Für sehr viele Weisse ist ein erfolgreicher Schwarzer oft nur korrupt, hat von zugeschanzten Aufträgen der Regierung profitiert – oder ist durch die Quoten zu seinem Job gekommen, die es für Unternehmen und Institutionen gibt. International gesehen war Mayosi ein Star seiner Zunft, er war an der Entdeckung eines Gens beteiligt, das Herzinfarkte bei Jugendlichen auslöst. Bei ­seinen weissen Studenten und Kollegen blieb er oft ein Schwarzer, mit dem es nicht weit her sein könne. Das gaben manche seiner Studenten in diesen Tagen auch verschämt zu.
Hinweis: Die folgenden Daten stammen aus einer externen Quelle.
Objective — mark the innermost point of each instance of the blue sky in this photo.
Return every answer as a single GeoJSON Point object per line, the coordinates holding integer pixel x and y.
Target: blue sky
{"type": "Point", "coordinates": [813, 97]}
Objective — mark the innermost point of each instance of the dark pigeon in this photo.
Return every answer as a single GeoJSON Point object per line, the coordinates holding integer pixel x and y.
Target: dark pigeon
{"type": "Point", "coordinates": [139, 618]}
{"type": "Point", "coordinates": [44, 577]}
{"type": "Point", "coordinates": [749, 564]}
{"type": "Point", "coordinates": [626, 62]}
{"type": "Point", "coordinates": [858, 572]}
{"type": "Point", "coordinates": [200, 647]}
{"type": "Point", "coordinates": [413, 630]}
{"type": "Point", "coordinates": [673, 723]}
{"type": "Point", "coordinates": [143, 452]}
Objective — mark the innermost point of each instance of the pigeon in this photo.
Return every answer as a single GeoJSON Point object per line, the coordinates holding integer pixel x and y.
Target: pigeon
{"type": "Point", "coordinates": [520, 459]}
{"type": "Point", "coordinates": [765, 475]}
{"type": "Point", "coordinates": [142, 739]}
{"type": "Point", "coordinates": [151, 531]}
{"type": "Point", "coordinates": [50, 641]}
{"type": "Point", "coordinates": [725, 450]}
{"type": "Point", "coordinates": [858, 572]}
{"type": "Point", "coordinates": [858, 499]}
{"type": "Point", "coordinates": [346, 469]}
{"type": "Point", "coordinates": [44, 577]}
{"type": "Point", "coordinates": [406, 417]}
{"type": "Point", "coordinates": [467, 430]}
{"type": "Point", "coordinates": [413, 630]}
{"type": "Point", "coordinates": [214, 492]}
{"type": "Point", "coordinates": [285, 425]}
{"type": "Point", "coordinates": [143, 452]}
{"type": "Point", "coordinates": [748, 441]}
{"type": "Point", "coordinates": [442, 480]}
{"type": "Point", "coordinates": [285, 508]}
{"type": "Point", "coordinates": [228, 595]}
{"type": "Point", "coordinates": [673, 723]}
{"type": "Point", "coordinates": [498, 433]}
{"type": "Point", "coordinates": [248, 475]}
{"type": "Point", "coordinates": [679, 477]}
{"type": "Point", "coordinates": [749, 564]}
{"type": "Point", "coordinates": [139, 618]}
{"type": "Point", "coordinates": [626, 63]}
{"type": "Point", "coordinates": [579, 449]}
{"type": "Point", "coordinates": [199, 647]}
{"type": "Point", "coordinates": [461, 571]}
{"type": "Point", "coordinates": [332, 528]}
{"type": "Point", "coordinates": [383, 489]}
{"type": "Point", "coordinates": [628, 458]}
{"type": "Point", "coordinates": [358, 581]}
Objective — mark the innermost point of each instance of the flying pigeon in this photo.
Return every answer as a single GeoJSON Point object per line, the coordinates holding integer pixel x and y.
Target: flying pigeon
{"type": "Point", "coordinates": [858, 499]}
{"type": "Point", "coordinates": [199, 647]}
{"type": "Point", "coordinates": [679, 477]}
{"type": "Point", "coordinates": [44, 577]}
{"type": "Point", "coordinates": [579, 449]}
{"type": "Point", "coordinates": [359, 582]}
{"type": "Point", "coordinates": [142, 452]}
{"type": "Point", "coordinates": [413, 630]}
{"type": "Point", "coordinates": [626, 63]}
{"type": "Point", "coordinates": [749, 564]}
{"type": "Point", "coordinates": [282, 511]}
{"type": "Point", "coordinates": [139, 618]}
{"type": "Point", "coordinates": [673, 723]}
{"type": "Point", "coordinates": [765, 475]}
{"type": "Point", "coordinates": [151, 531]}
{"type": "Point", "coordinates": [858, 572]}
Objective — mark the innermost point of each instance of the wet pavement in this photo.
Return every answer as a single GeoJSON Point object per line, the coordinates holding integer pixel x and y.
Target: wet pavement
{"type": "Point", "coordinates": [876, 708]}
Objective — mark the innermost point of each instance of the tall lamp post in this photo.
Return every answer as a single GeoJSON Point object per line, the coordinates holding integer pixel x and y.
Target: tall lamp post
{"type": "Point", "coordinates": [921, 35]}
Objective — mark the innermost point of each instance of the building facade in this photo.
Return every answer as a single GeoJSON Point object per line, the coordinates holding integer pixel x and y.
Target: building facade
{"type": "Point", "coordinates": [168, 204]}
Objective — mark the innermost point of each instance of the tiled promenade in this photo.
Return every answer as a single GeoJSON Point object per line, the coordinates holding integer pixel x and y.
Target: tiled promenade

Schwarz und gebildet, das passt noch immer nicht zusammen an Südafrikas Universitäten, deren Lehrpersonal nach wie vor überwiegend weiss ist und nicht sonderlich an Veränderung interessiert. In den Fluren hängen die Bilder der Dekane aus der Apartheid-Zeit, in den Lehrplänen finden sich viele europäische Ideen und Geschichte und nicht besonders viel afrikanische.

Bongani Mayosi setzte sich für den Wandel ein wie kaum ein ­anderer – für viele Schwarze war er einfach ein Verräter, der mit den Weissen gemeinsame Sache machte, anstatt sie zu bekämpfen. Auch nach seinem Tod ist bei denen, die ihn beleidigten, kaum Reflexion oder gar Reue zu spüren. Lydia Cairncross, eine Medizinerin und Aktivistin, sagte nach dem Suizid, sie könne sich an keine Beleidigungen gegenüber dem Verstorbenen erinnern. Sie befand vielmehr: «Selten habe ich einen so demokratischen, spontanen und respektvollen Protest gesehen.»

Viele an der Universität Kapstadt haben eine deutlich abweichende Erinnerung an diese Zeit, in der der Campus einem Kriegsgebiet glich, auf dem Autos und Bilder angezündet wurden und jede Stimme der Mässigung ­niedergebrüllt wurde. «Es hatte etwas Faschistisches», erinnert sich ein schwarzes Fakultätsmitglied. Die Demonstranten, sie wüteten fast zwei Jahre lang und führten sich zuletzt in etwa so auf wie jene, deren schlimmes Erbe sie bekämpfen wollten. ­Anfangs bekam der Protest viel Zulauf, erreichte aber überhaupt nichts, als er wegen seiner Radikalität und Selbstgerechtigkeit an sich selbst erstickte.

Nach Bongani Mayosis Tod wird in Südafrika über die Folgen gesprochen, über die toxische Atmosphäre an vielen Universitäten. Professoren erzählen von Depressionen, die sie plagen, von Ängsten, die sie durchleben. Die schwarze Vizekanzlerin Mamokgethi Phakeng berichtete davon, wie sie sich wochenlang nur noch unter Tabletten auf den Campus traute, so schockiert war sie über die Ereignisse und den Umgang untereinander.